What's Blooming

Ongoing post with pictures of nature in the Allegheny Highlands of Virginia and the Greenbrier Valley of West Virginia.

Friday, June 30, 2006

Happy holiday weekend

After a long week full of much needed rain, many people will have a long weekend to enjoy. Part of that weekend will mean cleaning up from the storms and for others mowing grass that will grow rapidly after all the rain will be part of the holiday. But this is also a good weekend to be out hunting for orchids in the central Appalachian mountains. The large purple fringed orchid I found in Bath County is well past prime, but other cooler locations in Bath and Highland may still have fresh plants. The large purple fringed orchid over in West Virginia around the Williams River and the Cranberry Glades should be nearly perfect this weekend.

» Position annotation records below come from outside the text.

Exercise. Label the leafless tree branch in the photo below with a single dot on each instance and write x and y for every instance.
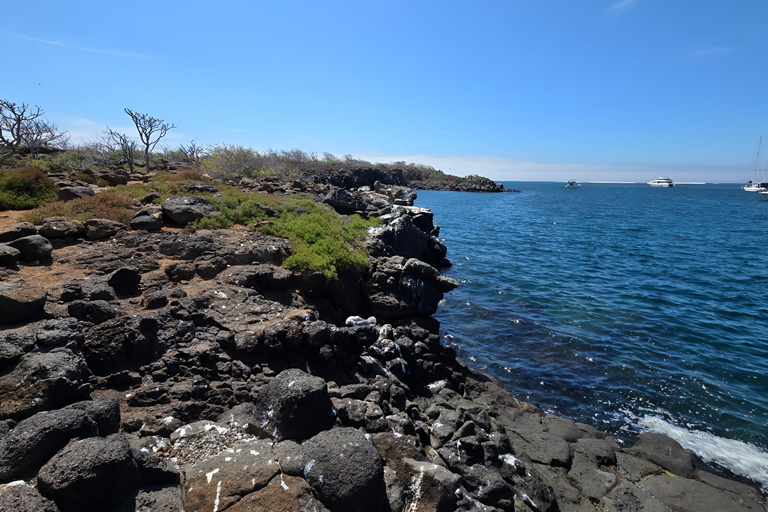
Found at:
(150, 129)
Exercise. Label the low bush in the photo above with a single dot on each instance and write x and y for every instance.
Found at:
(25, 188)
(107, 205)
(322, 240)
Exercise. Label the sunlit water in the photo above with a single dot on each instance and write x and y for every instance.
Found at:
(625, 306)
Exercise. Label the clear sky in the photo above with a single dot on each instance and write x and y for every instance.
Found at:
(622, 90)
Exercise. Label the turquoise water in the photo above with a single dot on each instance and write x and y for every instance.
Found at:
(621, 305)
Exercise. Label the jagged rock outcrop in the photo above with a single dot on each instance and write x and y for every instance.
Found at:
(189, 369)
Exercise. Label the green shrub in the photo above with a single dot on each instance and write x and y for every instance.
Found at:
(322, 240)
(106, 205)
(179, 177)
(25, 188)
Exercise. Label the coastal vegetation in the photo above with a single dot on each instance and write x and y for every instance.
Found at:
(31, 149)
(25, 188)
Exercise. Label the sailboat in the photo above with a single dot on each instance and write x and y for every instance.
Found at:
(753, 185)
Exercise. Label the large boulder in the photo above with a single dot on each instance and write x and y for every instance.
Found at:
(35, 440)
(294, 405)
(402, 288)
(32, 248)
(13, 345)
(8, 256)
(345, 470)
(666, 452)
(21, 300)
(21, 497)
(125, 281)
(147, 220)
(102, 228)
(19, 230)
(75, 192)
(52, 379)
(400, 236)
(92, 474)
(183, 210)
(114, 178)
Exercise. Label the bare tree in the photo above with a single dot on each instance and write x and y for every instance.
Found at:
(150, 129)
(193, 152)
(14, 125)
(38, 134)
(122, 143)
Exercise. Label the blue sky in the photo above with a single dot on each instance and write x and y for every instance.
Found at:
(621, 90)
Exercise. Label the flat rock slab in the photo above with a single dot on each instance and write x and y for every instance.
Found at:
(60, 227)
(686, 495)
(52, 378)
(21, 300)
(222, 480)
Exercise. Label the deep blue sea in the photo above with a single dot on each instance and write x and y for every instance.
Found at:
(628, 307)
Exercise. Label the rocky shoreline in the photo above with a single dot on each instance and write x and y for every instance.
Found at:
(164, 368)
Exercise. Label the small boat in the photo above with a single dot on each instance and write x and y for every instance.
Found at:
(572, 184)
(753, 185)
(662, 181)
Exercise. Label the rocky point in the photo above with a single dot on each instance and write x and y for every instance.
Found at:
(164, 368)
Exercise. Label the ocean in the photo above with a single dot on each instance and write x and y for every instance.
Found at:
(628, 307)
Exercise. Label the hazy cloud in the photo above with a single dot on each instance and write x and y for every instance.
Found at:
(711, 52)
(81, 48)
(506, 169)
(621, 6)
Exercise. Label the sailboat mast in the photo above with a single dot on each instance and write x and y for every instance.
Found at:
(754, 174)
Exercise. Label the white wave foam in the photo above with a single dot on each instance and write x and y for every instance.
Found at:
(741, 458)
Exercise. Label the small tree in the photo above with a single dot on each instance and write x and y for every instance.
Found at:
(150, 129)
(22, 126)
(194, 152)
(39, 134)
(122, 143)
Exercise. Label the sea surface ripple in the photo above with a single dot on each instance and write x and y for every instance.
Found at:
(629, 307)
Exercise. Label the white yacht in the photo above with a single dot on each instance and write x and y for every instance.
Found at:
(662, 181)
(753, 185)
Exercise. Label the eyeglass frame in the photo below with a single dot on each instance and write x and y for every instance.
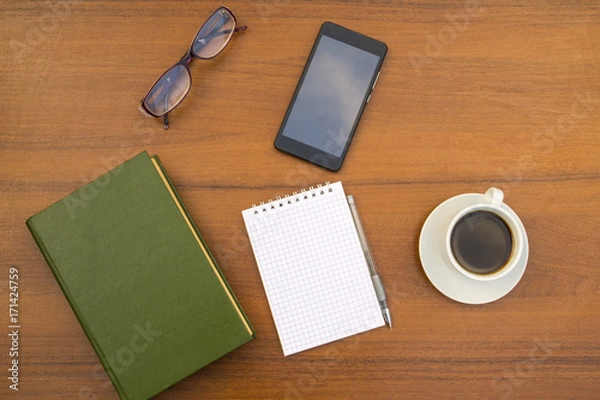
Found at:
(185, 61)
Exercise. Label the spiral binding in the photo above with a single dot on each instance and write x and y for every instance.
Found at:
(295, 197)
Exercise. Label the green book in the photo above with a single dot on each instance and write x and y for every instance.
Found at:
(140, 279)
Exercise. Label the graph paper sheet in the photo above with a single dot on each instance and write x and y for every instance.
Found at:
(313, 268)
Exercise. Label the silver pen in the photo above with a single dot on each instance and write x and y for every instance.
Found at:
(371, 263)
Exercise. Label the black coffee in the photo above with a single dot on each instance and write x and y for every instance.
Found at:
(481, 242)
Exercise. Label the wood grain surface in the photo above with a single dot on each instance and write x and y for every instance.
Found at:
(472, 95)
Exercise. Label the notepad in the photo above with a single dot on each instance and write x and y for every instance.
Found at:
(312, 267)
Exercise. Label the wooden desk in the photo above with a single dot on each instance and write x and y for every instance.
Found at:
(472, 95)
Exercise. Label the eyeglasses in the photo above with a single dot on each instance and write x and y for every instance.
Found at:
(172, 87)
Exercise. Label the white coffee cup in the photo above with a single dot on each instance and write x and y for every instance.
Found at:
(491, 203)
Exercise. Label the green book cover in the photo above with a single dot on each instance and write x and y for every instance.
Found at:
(140, 279)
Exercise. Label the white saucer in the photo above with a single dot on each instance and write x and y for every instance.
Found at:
(444, 276)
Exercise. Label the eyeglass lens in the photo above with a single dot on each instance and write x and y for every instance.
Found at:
(214, 35)
(175, 84)
(169, 90)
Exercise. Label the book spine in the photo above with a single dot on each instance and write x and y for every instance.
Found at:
(206, 248)
(102, 357)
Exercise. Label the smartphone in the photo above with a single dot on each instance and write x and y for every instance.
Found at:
(335, 86)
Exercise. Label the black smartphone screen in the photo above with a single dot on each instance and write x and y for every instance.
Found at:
(330, 96)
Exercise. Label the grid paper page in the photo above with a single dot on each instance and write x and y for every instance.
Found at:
(313, 268)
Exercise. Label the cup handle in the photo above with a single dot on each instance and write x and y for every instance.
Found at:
(494, 196)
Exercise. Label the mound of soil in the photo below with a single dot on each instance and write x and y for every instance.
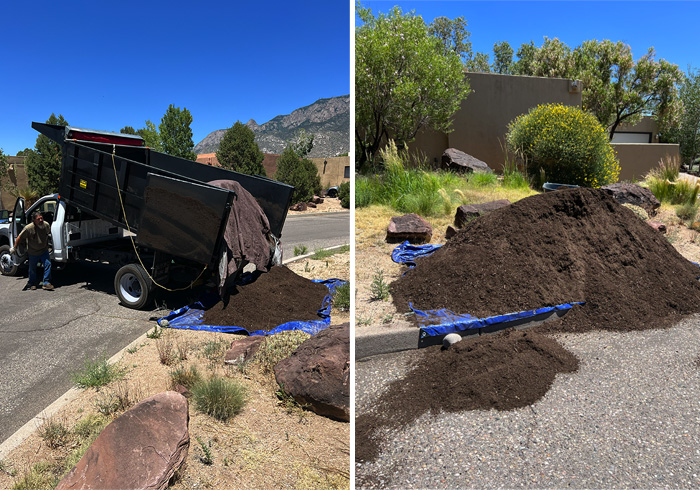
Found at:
(504, 371)
(559, 247)
(274, 298)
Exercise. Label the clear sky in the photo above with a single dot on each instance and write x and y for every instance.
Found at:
(108, 64)
(672, 28)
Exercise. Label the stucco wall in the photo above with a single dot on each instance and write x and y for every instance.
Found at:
(480, 125)
(636, 159)
(332, 172)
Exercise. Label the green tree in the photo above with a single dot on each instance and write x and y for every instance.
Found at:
(404, 81)
(687, 134)
(175, 133)
(502, 58)
(301, 173)
(553, 59)
(303, 143)
(618, 90)
(43, 165)
(238, 151)
(526, 59)
(151, 136)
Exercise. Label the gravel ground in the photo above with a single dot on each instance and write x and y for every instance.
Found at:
(629, 418)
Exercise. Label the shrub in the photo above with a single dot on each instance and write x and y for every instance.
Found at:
(185, 377)
(341, 297)
(301, 173)
(344, 195)
(663, 182)
(277, 347)
(96, 372)
(219, 397)
(567, 144)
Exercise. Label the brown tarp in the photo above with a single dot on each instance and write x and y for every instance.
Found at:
(248, 238)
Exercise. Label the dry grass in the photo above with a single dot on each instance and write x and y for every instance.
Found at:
(264, 446)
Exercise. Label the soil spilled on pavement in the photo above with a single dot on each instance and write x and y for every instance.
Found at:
(553, 248)
(560, 247)
(274, 298)
(504, 371)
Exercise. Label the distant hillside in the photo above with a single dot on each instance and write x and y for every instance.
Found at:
(327, 119)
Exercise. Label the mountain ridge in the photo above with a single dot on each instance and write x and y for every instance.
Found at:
(327, 119)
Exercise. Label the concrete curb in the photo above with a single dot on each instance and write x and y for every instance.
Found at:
(30, 427)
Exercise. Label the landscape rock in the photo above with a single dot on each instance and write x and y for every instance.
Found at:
(468, 212)
(409, 227)
(142, 449)
(450, 232)
(244, 349)
(454, 159)
(317, 374)
(626, 193)
(658, 226)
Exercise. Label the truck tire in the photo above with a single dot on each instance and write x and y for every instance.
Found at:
(133, 286)
(7, 263)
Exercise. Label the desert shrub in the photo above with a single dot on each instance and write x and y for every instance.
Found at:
(54, 433)
(664, 183)
(96, 372)
(344, 195)
(277, 347)
(219, 397)
(687, 212)
(341, 297)
(569, 145)
(187, 377)
(301, 173)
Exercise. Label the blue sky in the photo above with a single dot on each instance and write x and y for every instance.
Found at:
(105, 65)
(672, 28)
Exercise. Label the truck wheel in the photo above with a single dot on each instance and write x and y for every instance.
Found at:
(7, 263)
(133, 286)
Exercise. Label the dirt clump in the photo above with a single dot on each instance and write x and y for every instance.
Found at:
(273, 298)
(553, 248)
(508, 370)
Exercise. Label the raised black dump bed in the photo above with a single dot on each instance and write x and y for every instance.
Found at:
(165, 201)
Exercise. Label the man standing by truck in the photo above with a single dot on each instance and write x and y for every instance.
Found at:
(37, 236)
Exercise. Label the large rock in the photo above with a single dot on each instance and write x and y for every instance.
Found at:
(409, 227)
(454, 159)
(317, 374)
(141, 449)
(468, 212)
(626, 193)
(244, 349)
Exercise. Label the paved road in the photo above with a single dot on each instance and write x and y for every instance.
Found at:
(46, 335)
(628, 418)
(315, 231)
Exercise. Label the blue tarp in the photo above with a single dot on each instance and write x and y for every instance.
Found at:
(192, 317)
(444, 321)
(406, 253)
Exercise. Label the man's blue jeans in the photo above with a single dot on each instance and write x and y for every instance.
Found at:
(45, 259)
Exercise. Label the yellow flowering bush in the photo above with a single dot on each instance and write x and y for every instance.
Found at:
(567, 144)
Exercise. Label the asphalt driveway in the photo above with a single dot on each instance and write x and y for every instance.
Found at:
(628, 418)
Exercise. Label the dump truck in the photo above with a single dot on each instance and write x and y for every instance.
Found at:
(159, 218)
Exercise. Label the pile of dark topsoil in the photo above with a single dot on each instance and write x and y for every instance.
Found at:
(553, 248)
(274, 298)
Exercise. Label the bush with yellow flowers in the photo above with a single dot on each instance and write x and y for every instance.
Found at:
(565, 143)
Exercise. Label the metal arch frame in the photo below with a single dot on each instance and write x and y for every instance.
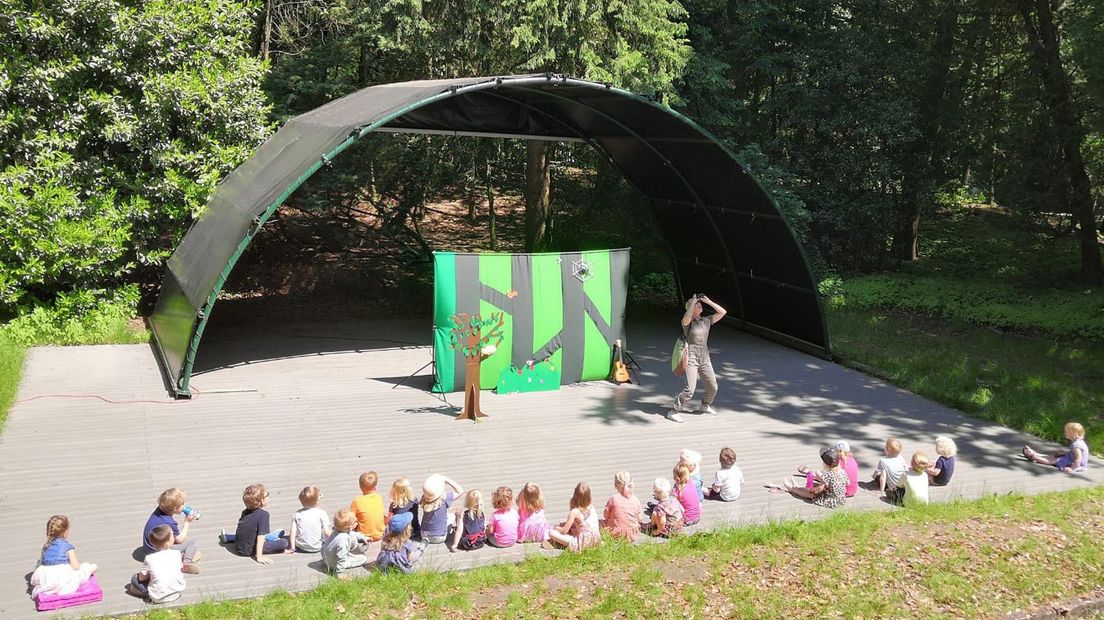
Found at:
(180, 385)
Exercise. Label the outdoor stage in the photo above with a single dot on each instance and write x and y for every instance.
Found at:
(314, 404)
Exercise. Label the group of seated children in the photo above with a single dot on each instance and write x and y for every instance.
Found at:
(906, 484)
(902, 483)
(407, 523)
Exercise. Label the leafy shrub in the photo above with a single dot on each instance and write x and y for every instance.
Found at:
(83, 317)
(1052, 312)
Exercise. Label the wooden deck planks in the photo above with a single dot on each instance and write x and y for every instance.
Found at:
(321, 408)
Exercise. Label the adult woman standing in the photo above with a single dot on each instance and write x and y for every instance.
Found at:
(696, 330)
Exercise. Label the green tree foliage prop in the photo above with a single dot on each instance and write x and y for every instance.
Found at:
(116, 120)
(471, 334)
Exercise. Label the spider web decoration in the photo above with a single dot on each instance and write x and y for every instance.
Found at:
(582, 270)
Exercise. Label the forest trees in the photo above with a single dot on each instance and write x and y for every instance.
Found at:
(116, 120)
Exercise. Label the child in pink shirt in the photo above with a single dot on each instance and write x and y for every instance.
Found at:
(624, 513)
(532, 525)
(687, 494)
(502, 525)
(850, 467)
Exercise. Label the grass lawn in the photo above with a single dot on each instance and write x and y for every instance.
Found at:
(1021, 382)
(959, 559)
(11, 371)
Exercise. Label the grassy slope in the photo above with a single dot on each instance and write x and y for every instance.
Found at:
(962, 559)
(11, 371)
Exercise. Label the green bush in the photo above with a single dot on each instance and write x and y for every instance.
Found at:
(83, 317)
(1052, 312)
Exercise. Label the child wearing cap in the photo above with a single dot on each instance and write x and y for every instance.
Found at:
(728, 480)
(829, 487)
(940, 473)
(396, 549)
(347, 547)
(914, 481)
(436, 517)
(850, 467)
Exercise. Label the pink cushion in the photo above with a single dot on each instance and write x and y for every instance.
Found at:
(87, 592)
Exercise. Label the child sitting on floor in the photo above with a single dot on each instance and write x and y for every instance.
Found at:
(347, 547)
(532, 525)
(471, 533)
(251, 538)
(436, 517)
(687, 495)
(692, 460)
(849, 466)
(171, 502)
(310, 525)
(828, 487)
(403, 500)
(728, 480)
(889, 471)
(59, 570)
(368, 506)
(667, 512)
(1071, 461)
(396, 549)
(580, 530)
(914, 481)
(502, 527)
(161, 578)
(624, 513)
(944, 468)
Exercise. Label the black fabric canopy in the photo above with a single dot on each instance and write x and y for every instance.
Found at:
(726, 235)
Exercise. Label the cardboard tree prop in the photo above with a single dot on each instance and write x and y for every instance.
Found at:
(477, 339)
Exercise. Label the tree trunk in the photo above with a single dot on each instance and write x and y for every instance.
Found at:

Indeed, this is probably the best weekend of the summer to make a trip over to the Cranberry Glades. Look for Grass Pink Orchids, Rose Pogonia and Large Purple Fringed Orchid. Also the pitcher plants will be in bloom and the board walk at the Glades is always a wonderful experience.
For anyone traveling between Bath and Covington, watch for the patch of cone flowers along the east side of 220 about half-way over the mountain. This flower is rather rare in the wild in the east and is a nice little treat to break up the drive across the moutain. You have to catch a glimpse as you go by since there isn't a safe place to stop. But these flowers are a good reminder that nature has little treats and surprises for us even on a windy mountain highway.
On another note, during July in the Mountain View room of the library in Monterey will be an exhibit of my nature photography. Forty-plus photos of orchids and other wildflowers along with some landscapes, trees and other nature shots. If you get by, I'd love to hear what you think. Happy Fourth of July.

Wednesday, June 21, 2006


The first day of summer has arrived and many places around the world people still celebrate this longest daylight of the year. While days will get warmer for a few months, the length of daylight will shorten. So its time to get out after work and tend those gardens and roam the woodlands. If you want to see and interesting little native orchid, check out the Lost Woman Trail in Hidden Valley. Stay on the trail (recently cleaned and cleared by the Forest Service) and when you get to culverts and wetspots, look along the mud and undergrowth for spikes of tiny green flowers. If you are lucky you will see Platanthera flava. Many of our native orchids and other wildflowers are very beautiful, but very small. The flowers on flava are no exception so look closely and watch out for poison ivy. And again, stay on the trail. Wet areas are especially subject to habitat damage by soil compression.
Normally I don't play around much with my photos using computer software. But since I had a decent photo of a rattlesnake and a great photo of a red salamander, I decided to create a fictional species relative of this gentle creature. Well, they look gentle anyway. Salamanders have a poison in their skin to discourage predators -- and humans that handle them. So here is a shot of a rattlemander.
Look for the goat's beard along Warm Springs mountain along route 39 to fade this week. Also it is time to start looking for Grass Pink orchid in wet areas and Large Purple Fringed orchid in wet cool climates. I'd love to hear about any you find. And please don't pick. Beautiful, but rare.
Have fun.

Sunday, June 11, 2006

Time flies....

My post last week fell prey to internet connection issues and now another weekend is almost over. The Mountain Laurel has peaked along airport road but there is still plenty of it to be seen through out the highlands. Also this is a good time to remember that between southeastern Bath County and northwestern Highland county even this time of the year there can be two weeks difference between the plants that are blooming. For instance, the pink Lady's Slippers are in peak bloom in areas along the Highland/WV border while they are long past in most of Bath County.
For orchid hunters, the twayblades are in bloom in Bath County. I've seen some nice patches of Lily leaved twayblade on the east side of Warm Springs Mountain. There should be other varieties of twayblades in bloom in Bath and Highland, but the Lily Leaved is the only one I have found so far. Let me know if you spot any of the others.
As June progresses it will be time to look for Grass Pink orchid in wet and boggy areas. Be sure to plan a trip over to the Cranberry Glades around the end of June or first of July for an amazing orchid show. More on that later.
And we need to continue to pray for rain.